9. IIC Insecure Integrated Component

Core risk: Plugin/library vulnerabilities are exploited, leading to unauthorized access or malicious code injection (such as manipulating input and output to trigger chain attacks).

Attack association: Related to prompt injection, but can be implemented through poisoning, evasion and other means.

Mitigation measures: Strict component permission control and input and output verification.

10. PIJ Tip Injection

Core risk: Taking advantage of the ambiguity of the "command-data" boundary in the prompt to inject malicious commands (such as the jailbreak attack "ignore previous commands").

Attack form: direct input or indirect injection from carriers such as documents/images (multimodal scenario).

Mitigation measures: input-output filtering, adversarial training.

11. MEV Model Circumvention

Core risk: Slightly disturbed inputs (such as a sticker blocking a road sign) can cause the model to make incorrect inferences, affecting safety-critical systems.

Technical means: adversarial samples, homograph attacks, and steganographic encoding.

Mitigation measures: Diversified data training, adversarial testing.

12. SDD sensitive data leakage

Core risk: Model output leaks private information in training data, user conversations, or prompts (such as memory data and log storage vulnerabilities).

Leakage channels: user query logs, training data memory, and plug-in integration vulnerabilities.

Mitigation measures: output filtering, privacy-enhancing techniques, data de-identification.

13. ISD infers sensitive data

Core risk: The model infers sensitive information (such as user attributes, privacy associations) that is not included in the training data through input.

Risk difference: Unlike SDD, it does not directly leak training data, but infers related information.

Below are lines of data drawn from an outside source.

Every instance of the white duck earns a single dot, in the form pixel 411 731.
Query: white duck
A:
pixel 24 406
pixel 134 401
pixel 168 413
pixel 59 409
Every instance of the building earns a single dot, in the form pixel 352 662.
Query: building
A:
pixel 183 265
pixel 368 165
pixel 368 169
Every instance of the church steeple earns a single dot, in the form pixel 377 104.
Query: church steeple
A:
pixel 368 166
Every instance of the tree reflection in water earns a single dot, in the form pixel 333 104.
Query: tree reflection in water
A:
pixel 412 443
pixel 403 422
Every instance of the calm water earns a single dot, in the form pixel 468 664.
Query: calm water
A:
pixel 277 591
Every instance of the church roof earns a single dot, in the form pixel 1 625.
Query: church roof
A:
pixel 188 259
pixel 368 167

Mitigation measures: output filtering, sensitive inference testing during training.

14. IMO Unsafe Model Output

Core risk: Unverified model output contains malicious content (such as phishing links, malicious code).

Attack scenario: Accidentally triggering or actively inducing the generation of harmful output.

Mitigation: Output validation and sanitization.

15. RA Malicious Operations

Core risk: Proxy tools perform unexpected operations due to input perturbations or malicious attacks (such as excessive permissions leading to system damage).

Risk type: Mission planning error (accidental) or prompt injection inducement (malicious).

Mitigation measures: principle of least privilege and manual review intervention.

The design of SAIF is inspired by a deep understanding of the unique security trends and risks of AI systems. Google points out that it is crucial to establish a unified framework covering the public and private sectors, which can ensure that technology developers and users jointly protect the underlying technology that supports the development of AI, so that AI models have "default security" capabilities from the beginning of deployment.